Normally the best place to start in a story is at the beginning, but for every rule there’s an exception and this is one of those cases. The Cali based group U-N-I boldly titled their debut album A Love Supreme, which immediately (and maybe unfairly) connects them with John Coltrane’s masterwork of the same name. On the end of the feverish title track, Y-O breaks it down as something you’re willing to die and or give your life to or conversely not give your life for. So with that said, the last man standing is the music. Backed by the lush soundbeds of producer Ro Blvd., Thurzday and Y-O wax poetic on everything they consider to be A Love Supreme: mainly music, women, & gear.
Based on their wardrobe alone, it’d be easy to dismiss Y-O & Thurzday as any other hipster group where style trumps substance. However, both have simple deliveries that can mask their lyrical deftness unless close attention is given.

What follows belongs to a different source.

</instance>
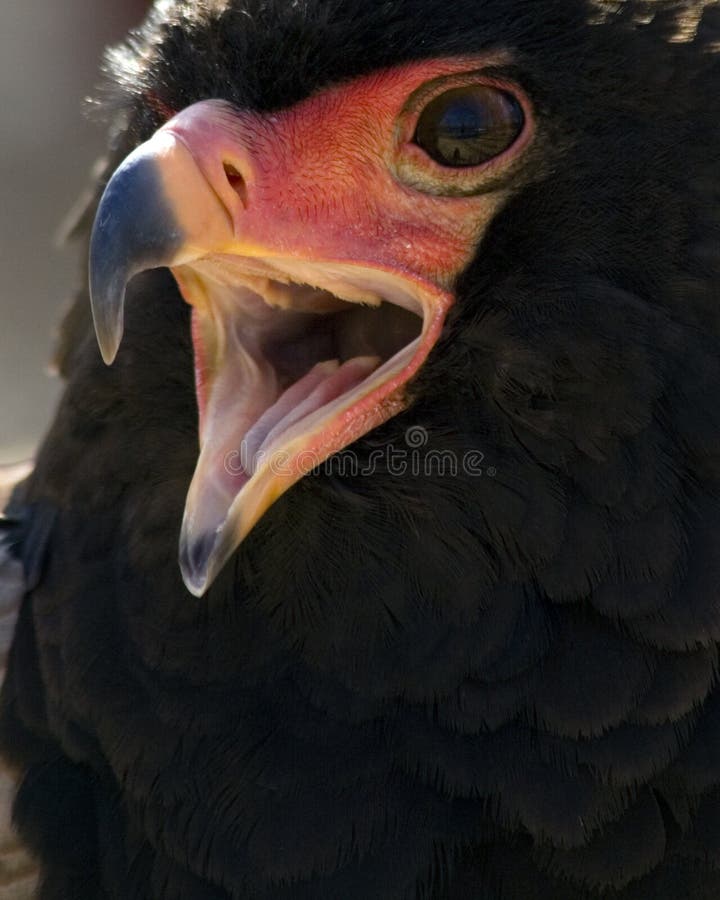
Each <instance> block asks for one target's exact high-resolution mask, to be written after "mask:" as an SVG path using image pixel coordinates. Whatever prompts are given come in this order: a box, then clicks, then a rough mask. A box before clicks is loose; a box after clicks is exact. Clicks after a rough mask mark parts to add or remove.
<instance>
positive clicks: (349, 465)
mask: <svg viewBox="0 0 720 900" xmlns="http://www.w3.org/2000/svg"><path fill="white" fill-rule="evenodd" d="M430 443H431V442H430V432H428V430H427V429H426V428H423V427H422V426H421V425H412V426H411V427H410V428H408V429H407V430H406V432H405V434H404V435H403V442H402V444H400V445H398V444H395V443H392V442H390V443H388V444H385V445H384V446H383V447H375V448H374V449H372V450H371V451H370V452H369V453H368V454H367V455H366V456H362V457H361V456H360V455H359V454H358V453H357V452H356V451H355V450H353V449H347V450H341V451H340V452H338V453H336V454H334V455H333V456H331V457H329V458H328V459H325V460H322V459H320V457H319V456H318V454H317V453H315V452H314V451H312V450H303V451H301V452H300V454H298V455H296V456H292V455H291V454H289V453H288V452H287V451H285V450H277V451H266V450H260V451H258V452H256V453H254V454H251V453H250V452H249V451H248V448H247V446H246V445H245V442H244V441H243V443H242V445H241V447H240V448H239V449H238V450H232V451H230V453H228V454H226V456H225V460H224V462H225V470H226V472H228V474H230V475H233V476H240V475H244V474H251V473H253V472H255V471H257V469H258V468H260V467H261V466H268V467H269V469H270V471H271V472H272V473H273V474H274V475H277V476H279V477H288V476H292V475H293V473H294V472H297V471H298V470H302V471H307V472H309V473H310V474H326V475H337V476H340V477H357V476H368V477H369V476H372V475H375V474H377V473H380V472H382V473H385V474H389V475H391V476H393V477H396V478H402V477H403V476H405V475H412V476H415V477H421V476H425V477H429V478H457V477H458V475H464V476H470V477H472V478H480V477H483V476H484V477H488V478H494V477H495V476H496V475H497V469H496V468H495V467H494V466H490V465H486V462H485V454H484V453H483V452H482V450H478V449H476V448H471V449H468V450H465V451H463V452H461V453H458V452H457V451H455V450H450V449H447V448H445V449H443V448H440V447H432V446H430Z"/></svg>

On “My Life,” the duo lays out their intentions for their musical affinity as Thurzday spits “My momma told me/I could be a president/but I think more like a terrorist/words strapped to my chest at all times/any given moment I explode in rhyme.” Ro Blvd. sets the mood with a mellow walking bass line, along with flourishes of piano & saxophone to accent it. Songs like “The Grudge,” “Stylin,” & “Voltron” find them defending their position as they feel forced to compete with other artists they believe aren’t genuine in how they present their selves.
For most part the vibes remains upbeat as warms synths and upbeat drums keep things moving at a brisk pace. However, they do briefly delve into a darker sound on “Pulp Fiction Part 1.” Assisted by FaShawn, the trio gets their John Singleton on as they depict a pair entering the dope game. The back and forth between them is flawless, as they spin a convincing tale, although it serves more as an intermission for the lighter fare such as “Hollywood Hiatus.” Over a clever flip of New Edition’s “Cool It Now,” the duo takes a break from flexing their lyrical prowess to enjoy the fruits of their spoils: models and groupies.
Missteps are few and far between on this album, as “Hammertime” suffers as much from poor sequencing as the hook. Both “Calendar Girls” and “Lauren London” are interchangeable as they are essentially the same song and placed concurrently. A “Pulp Fiction Part 2” would’ve been nice addition to add more from a creativity standpoint, but it’s not detrimental. The album ends on a grandiose three song arc, as both the tempo and melody slow down considerably allowing the two to reflect on life as they know it. Conventional song structure is thrown out the window on “Black Sky,” “Halftime,” & “Love Supreme” as they let the music dictate the vibe as singing, rapping, and extended bridges are the norm.
When the curtain calls, this album succeeds because Ro Blvd. provides a set of dynamic backdrops for Y-O & Thurzday to spit over, allowing them to capture that time period between anonymity and stardom. That place when the sting of the struggle is still prevalent and the shine of the bright lights hasn’t yet lost its luster.